Raspberry Vinegar Drink

This easy-to-make raspberry vinegar recipe is taken from the book "My Pet Recipes Tried and True" by the ladies and friends of St. Andrew's Church, Quebec, published by Daily Telegraph Printing House, Quebec, in 1900.

Cover raspberries with vinegar and let them stand about a week, stirring every day; then strain the fruit and to each pint add a pound of sugar. Boil till it seems as a syrup about one-half an hour, bottle, and cork when cold. --Mrs. Stuart Oliver

Raspberry Shrubs

These old-time raspberry vinegar recipes are taken from the recipe book "Aunt Babette's Cook Book, Foreign and Domestic Receipts for the Household" by Aunt Babette, published by Bloch Publishing and Printing Company, Chicago, in 1889.

Aunt Babette published some of the best old-time soft drink recipes, and these raspberry shrub recipes are no exception.


Raspberry Shrub

Press ripe red raspberries through a sieve, under which you have placed a fine cloth, so as not to have any seeds in the syrup. Pour the juice in a stone jar and let it sour for four or five days (even six days is not too long), then skim off the white sheet of foam that has risen to the surface and boil the clear juice, allowing a pint of sugar to a scant quart of juice. Boil until it is the consistency of syrup, then bottle it, and when cold cork and seal with sealing wax. This is the finest raspberry vinegar made, rather expensive, but two or three tablespoonfuls are sufficient for a glass of chopped ice and water.

Raspberry Shrub

To six quarts of red raspberries, allow one scant quart of white wine vinegar. Pour the vinegar over the fruit into a stone jar, cover, and stir the fruit once every day for four or five days in succession, then strain through a jelly bag and boil, allowing a pint of sugar to every pint of juice. Skim off the scum that rises and cook until the consistency of syrup. When cold, bottle, cork, and seal. It is not necessary to buy the choicest raspberries for this purpose. Your grocer, probably, may have a quantity of berries on hand that he cannot dispose of for table use (which are good enough for this purpose), which you may buy at one-fourth the selling price.

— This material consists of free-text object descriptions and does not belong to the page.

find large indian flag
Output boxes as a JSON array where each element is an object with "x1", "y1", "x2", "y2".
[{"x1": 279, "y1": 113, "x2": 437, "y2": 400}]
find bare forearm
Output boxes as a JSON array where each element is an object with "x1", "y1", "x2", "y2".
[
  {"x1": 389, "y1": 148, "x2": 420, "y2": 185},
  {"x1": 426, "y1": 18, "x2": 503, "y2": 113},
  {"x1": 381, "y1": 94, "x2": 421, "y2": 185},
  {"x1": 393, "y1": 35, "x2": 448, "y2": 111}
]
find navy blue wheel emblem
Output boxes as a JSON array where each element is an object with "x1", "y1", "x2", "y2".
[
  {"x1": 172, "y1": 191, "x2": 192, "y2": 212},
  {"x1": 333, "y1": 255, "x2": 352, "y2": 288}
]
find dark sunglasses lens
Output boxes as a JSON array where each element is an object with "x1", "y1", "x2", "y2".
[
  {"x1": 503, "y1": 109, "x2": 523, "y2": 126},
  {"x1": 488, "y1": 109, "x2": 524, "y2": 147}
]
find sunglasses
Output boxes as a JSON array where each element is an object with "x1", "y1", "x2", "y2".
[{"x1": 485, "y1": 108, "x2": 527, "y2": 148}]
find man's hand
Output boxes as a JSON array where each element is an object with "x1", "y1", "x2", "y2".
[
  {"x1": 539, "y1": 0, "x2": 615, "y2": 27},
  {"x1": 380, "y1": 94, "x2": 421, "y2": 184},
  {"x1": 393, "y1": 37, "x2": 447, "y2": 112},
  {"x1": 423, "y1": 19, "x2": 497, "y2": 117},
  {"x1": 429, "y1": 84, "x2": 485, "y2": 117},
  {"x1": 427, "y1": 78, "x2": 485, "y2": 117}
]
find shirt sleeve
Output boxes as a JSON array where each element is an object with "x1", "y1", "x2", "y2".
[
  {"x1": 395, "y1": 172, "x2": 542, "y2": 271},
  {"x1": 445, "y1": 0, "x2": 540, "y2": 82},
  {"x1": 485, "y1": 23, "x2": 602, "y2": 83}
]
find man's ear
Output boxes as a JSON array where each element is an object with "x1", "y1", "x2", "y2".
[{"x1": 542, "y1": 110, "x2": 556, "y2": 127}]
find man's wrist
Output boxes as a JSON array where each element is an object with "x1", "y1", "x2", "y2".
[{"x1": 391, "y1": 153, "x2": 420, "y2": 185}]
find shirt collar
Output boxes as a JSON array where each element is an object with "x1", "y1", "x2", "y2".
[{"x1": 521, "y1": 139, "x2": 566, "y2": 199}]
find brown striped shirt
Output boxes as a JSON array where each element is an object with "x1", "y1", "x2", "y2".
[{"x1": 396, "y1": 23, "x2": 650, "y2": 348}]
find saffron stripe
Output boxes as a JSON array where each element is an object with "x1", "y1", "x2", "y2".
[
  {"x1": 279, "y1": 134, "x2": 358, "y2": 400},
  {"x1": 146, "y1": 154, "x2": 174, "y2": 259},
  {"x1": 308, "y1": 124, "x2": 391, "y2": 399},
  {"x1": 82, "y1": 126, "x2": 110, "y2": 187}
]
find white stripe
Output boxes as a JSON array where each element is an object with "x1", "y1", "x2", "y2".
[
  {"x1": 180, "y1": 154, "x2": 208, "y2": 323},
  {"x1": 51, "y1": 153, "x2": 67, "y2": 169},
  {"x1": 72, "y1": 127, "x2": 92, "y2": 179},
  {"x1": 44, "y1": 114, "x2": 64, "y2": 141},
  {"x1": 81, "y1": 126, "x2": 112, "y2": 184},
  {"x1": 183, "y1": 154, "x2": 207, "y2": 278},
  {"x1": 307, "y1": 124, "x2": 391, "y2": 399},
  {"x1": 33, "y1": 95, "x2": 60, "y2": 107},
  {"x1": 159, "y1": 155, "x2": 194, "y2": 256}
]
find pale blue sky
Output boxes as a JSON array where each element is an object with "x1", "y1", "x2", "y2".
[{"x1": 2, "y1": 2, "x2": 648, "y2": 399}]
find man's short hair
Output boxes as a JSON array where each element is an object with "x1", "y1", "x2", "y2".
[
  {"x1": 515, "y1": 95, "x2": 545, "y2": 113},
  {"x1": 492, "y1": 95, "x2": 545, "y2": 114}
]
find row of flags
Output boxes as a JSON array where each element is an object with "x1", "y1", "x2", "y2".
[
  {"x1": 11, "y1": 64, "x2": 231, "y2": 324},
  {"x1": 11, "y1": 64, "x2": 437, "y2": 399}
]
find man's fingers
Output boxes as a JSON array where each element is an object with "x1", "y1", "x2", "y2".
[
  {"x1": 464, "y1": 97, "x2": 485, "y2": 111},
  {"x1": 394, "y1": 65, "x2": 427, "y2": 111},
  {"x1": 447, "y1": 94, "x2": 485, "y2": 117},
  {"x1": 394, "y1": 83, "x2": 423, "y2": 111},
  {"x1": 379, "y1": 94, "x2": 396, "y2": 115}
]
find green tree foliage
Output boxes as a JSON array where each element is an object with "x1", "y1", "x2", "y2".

Raspberry and Pineapple Vinegars

The refreshing raspberry vinegar recipe and the pineapple vinegar recipe are both taken from "The White House Cook Book" by Hugo Ziemann, Steward of the White House, and Mrs. F. L. Gillette, a celebrated 19th-century cookbook author, published by The Saalfield Publishing Company, New York, in 1913.

These refreshing vinegar beverages were once served to summertime guests on the White House lawn.


Raspberry Vinegar Drink, Fine

Turn over a quart of ripe raspberries, mashed, a quart of good cider vinegar; add one pound of white sugar; mix well, then let stand in the sun (covered) four hours. Strain it, squeeze out the juice and put in a pint of good brandy. Seal it up in bottles, airtight, and lay them on their sides in the cellar; cover them with sawdust. When used, pour two tablespoonfuls to a tumblerful of ice water. Fine taste.

Pineapple Vinegar Drink

Cover sliced pineapples with pure cider vinegar; let them stand three or four days, then mash and strain through a cloth as long as it runs clear; to every three quarts of juice add five pounds of sugar. Boil it altogether about ten minutes, skim carefully until nothing rises to the surface, take from the fire; when cool, bottle it.

Blackberries, and raspberries, and, in fact, any kind of highly flavored fruit is fine; a tablespoonful in a glass of ice-cold water, to drink in warm weather.




raspberry vinegar recipes cookbook Enjoy trying these vintage raspberry vinegar recipes. You will find them to be refreshingly good tasting.